Grundlagen verstehen
Liquidität vs. Gewinn
Gewinn: Was am Jahresende übrig bleibt (buchhalterisch)
Liquidität: Was Sie heute auf dem Konto haben
Ein Unternehmen kann profitabel sein und trotzdem zahlungsunfähig werden, wenn das Geld zum falschen Zeitpunkt fehlt.
Cash Conversion Cycle
Im Autohandel:
- Sie kaufen ein Fahrzeug (Geld fliesst ab)
- Das Fahrzeug steht (Geld ist gebunden)
- Sie verkaufen (Geld fliesst ein)
Je kürzer dieser Zyklus, desto besser Ihre Liquidität.

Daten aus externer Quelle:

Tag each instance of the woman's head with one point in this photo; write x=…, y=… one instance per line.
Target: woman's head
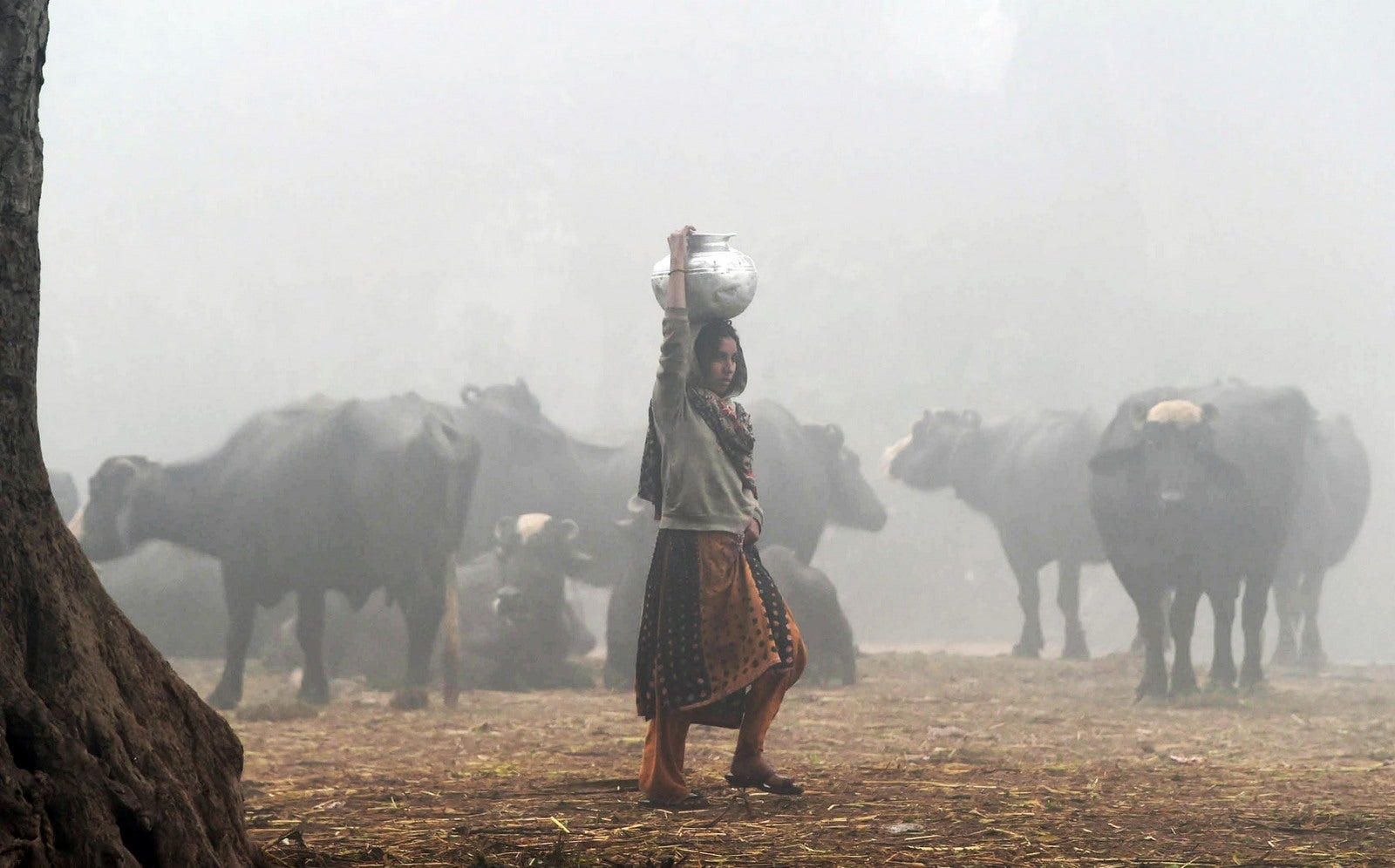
x=722, y=366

Liquiditätsplanung erstellen
Schritt 1: Ist-Situation erfassen
Aktueller Kontostand:
- Alle Geschäftskonten
- Verfügbare Kreditlinien
Gebundenes Kapital:
- Wert des Fahrzeugbestands
- Einkaufswert, nicht Verkaufswert!
Schritt 2: Erwartete Einnahmen
Nächste 4 Wochen:
- Bereits reservierte Fahrzeuge
- Fällige Forderungen
- Anzahlungen
Nächste 3 Monate:
- Realistische Verkaufserwartung
- Saisonale Schwankungen berücksichtigen
Schritt 3: Erwartete Ausgaben
Fixkosten (monatlich):
- Miete/Leasing Immobilie
- Löhne
- Versicherungen
- Laufende Verträge
Variable Kosten:
- Geplante Fahrzeugeinkäufe
- Aufbereitungskosten
- Marketing
Einmalige Ausgaben:
- Investitionen
- Steuern
- Reparaturen
Schritt 4: Liquiditätsübersicht erstellen
Einfache Tabelle:
| Woche | Anfang | Einnahmen | Ausgaben | Ende |
|---|---|---|---|---|
| 1 | 50'000 | 35'000 | 40'000 | 45'000 |
| 2 | 45'000 | 20'000 | 45'000 | 20'000 |
| 3 | 20'000 | 50'000 | 25'000 | 45'000 |
| 4 | 45'000 | 30'000 | 35'000 | 40'000 |
Liquiditätspuffer aufbauen
Warum ein Puffer wichtig ist
- Unerwartete Ausgaben (Reparatur, Schaden)
- Schwächere Verkaufsmonate
- Chancen nutzen (gutes Fahrzeug im Einkauf)
Empfehlung
Mindestens 2-3 Monatsfixkosten als Reserve. Das gibt Sicherheit und Handlungsfreiheit.
Massnahmen bei Engpässen
Kurzfristig: Einnahmen erhöhen
- Preissenkung bei Standzeit-Champions
- Aktionen und Sonderangebote
- B2B-Verkäufe (an Händler, Export)
- Anzahlungen einfordern
Kurzfristig: Ausgaben senken
- Einkäufe pausieren
- Variable Kosten reduzieren
- Zahlungsziele nutzen
Mittelfristig: Finanzierung
- Kontokorrentkredit (für kurzfristige Schwankungen)
- Fahrzeugfinanzierung (Einkaufsfinanzierung)
- Factoring (Vorfinanzierung von Forderungen)
Bestand optimieren
Kapitalbindung reduzieren
Der grösste Liquiditätsfresser ist der Fahrzeugbestand.
Strategien:
- Weniger Fahrzeuge, schnellerer Umschlag
- Günstigere Fahrzeuge im Mix
- Inzahlungnahme statt Barankauf
- Kommissionsverkäufe
Standzeiten verkürzen
Jeder Tag Standzeit kostet Liquidität:
- Schnellere Aufbereitung
- Bessere Inserate
- Aktive Vermarktung
- Früher Preis senken
Zahlungsströme optimieren
Einnahmen beschleunigen
- Anzahlung bei Reservierung
- Schnelle Rechnungsstellung
- Mehrere Zahlungswege anbieten
- Finanzierung anbieten (sofortige Auszahlung)
Ausgaben verzögern (aber fair)
- Zahlungsziele nutzen
- Regelmässige statt grosse Zahlungen
- Jahresrechnungen aufteilen
Warnsignale erkennen
Problematische Entwicklungen
- Regelmässig rote Zahlen auf dem Konto
- Lieferanten werden spät bezahlt
- Kreditlinie permanent ausgeschöpft
- Einkäufe werden verschoben
Gegenmassnahmen
Wenn Sie Warnsignale erkennen:
- Sofort Bestand analysieren
- Verkaufsaktionen starten
- Mit Bank sprechen
- Kostenreduktion prüfen
Fazit: Planung schafft Sicherheit
Liquiditätsplanung ist keine lästige Pflicht, sondern ein Steuerungsinstrument. Wer seine Zahlen kennt, kann vorausschauend handeln und Engpässe vermeiden.